Kinoma: Kinoma is a new mobile application development platform that allows mobile application developers to write applications for a variety of different mobile operating systems. The mobile applications created with Kinoma are integrated with hardware at an OS level allowing the mobile applications to perform well even on slower Smartphone devices. An example of a mobile application build using the Kinoma technology is Kinoma Play which can be used either as a standalone mobile application or as the main user inferface.

WAC: WAC or also known as The Wholesale Applications Community is an operator-led global wholesale mobile application store where HTML5 mobile applications are arranged through the operator’s mobile application stores, not the consumer-facing ones like Apple’s iTunes or Google’s Android mobile application development. Although not a lot of mobile service provider support WAC mobile applications, a few that do are: China Mobile, MTS, Orange Smart, Telefonica, Verizon and Vodafone. WAC is also designed to support Java feature Smartphones as well as Android, but not current not the i-OS.

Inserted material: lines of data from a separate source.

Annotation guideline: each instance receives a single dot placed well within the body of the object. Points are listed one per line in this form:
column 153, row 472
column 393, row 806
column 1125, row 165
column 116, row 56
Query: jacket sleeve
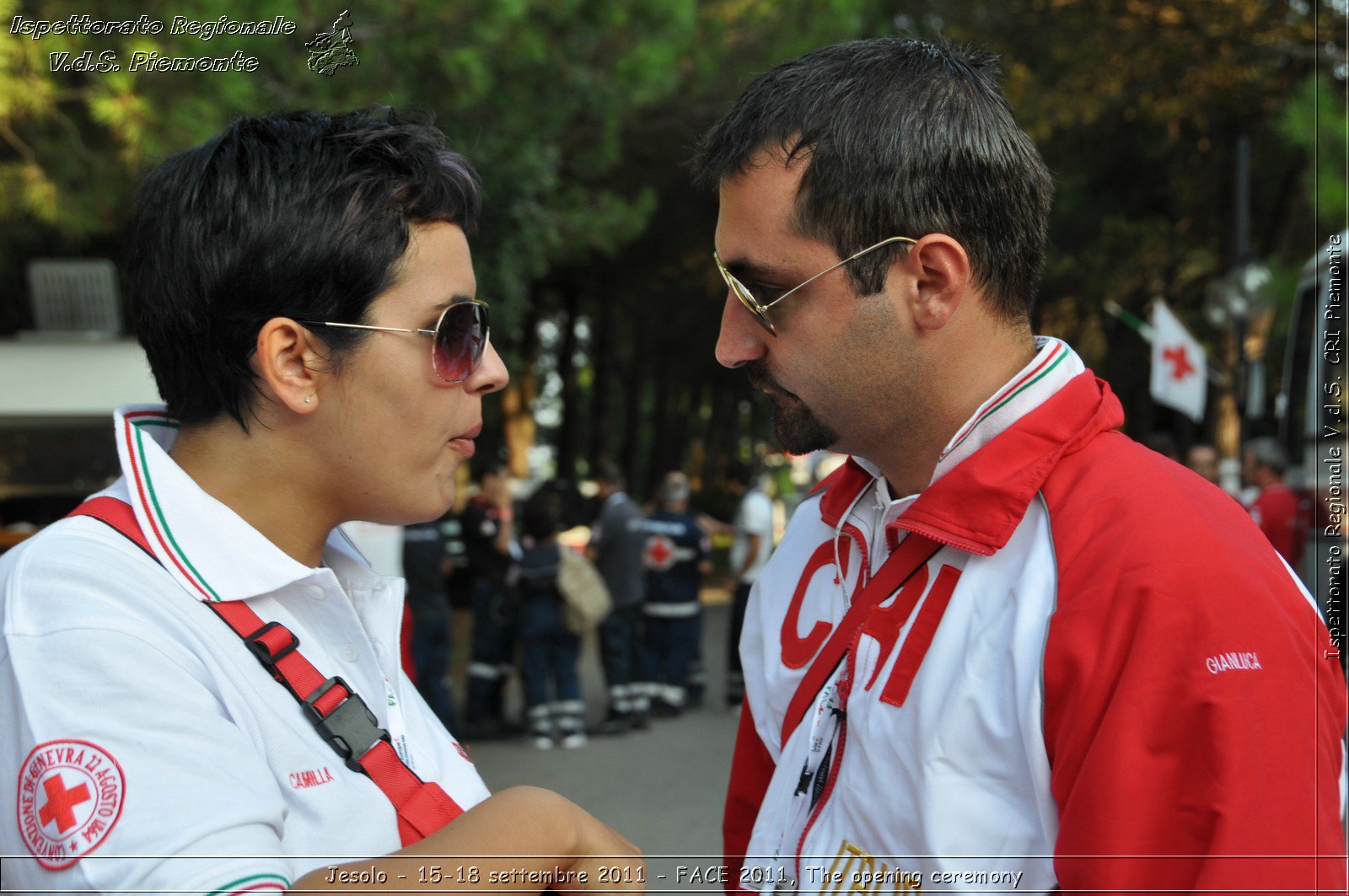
column 752, row 768
column 1194, row 727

MobiUS Web Browser: the MobiUS Web Browser from AppMobi aims to expand the access of the WAC Mobile Applications outside of its initial implementations and bring WAC mobile applications to Apple’s Operating System. The MobiUS browser will support the open API’s for WAC, PhoneGap and its own AppMobi XDK. This will allow the Smartphone’s browser to have entry and control of various smartphone features like the accelerometer, camera, sound, vibration, phone and much more. These mobile applications will also be capable of performing many more features compared to native mobile applications such as access to in-app payments, push notifications and analytics.

Zeewe: Zeewe is a new, free HTML5 Mobile Application marketplace for Apple’s iPad, iPhone, Google’s Android, and also personal computers. This is the newest mobile application idea and in its first few weeks it has already attracted close to 100,000 visitors. Although there is not much information yet available for Zeewe, mobile application developers feel confident that it will continue to build momentum in 2011.

Openwave: Openwave’s mobile applications are built on its “amplicity” platform which has been designed for deployment by its operators, as opposed to consumer-facing mobile application stores. Sprint is the first U.S. mobile provider to support this service with expansion to other providers expected later in 2011. A large majority of mobile applications built for this platform will use standard web technologies such as HTML4, CSS, and JavaScript.

What the future holds for the mobile application industry and mobile application developers is still unclear but one certainty is that there is tremendous room for growth in this booming industry. Even though there will be large corporations such as Apple, Google, RIM and Microsoft that will dominate the landscape, there will still be plenty of room and opportunity for smaller mobile application development firms to also succeed.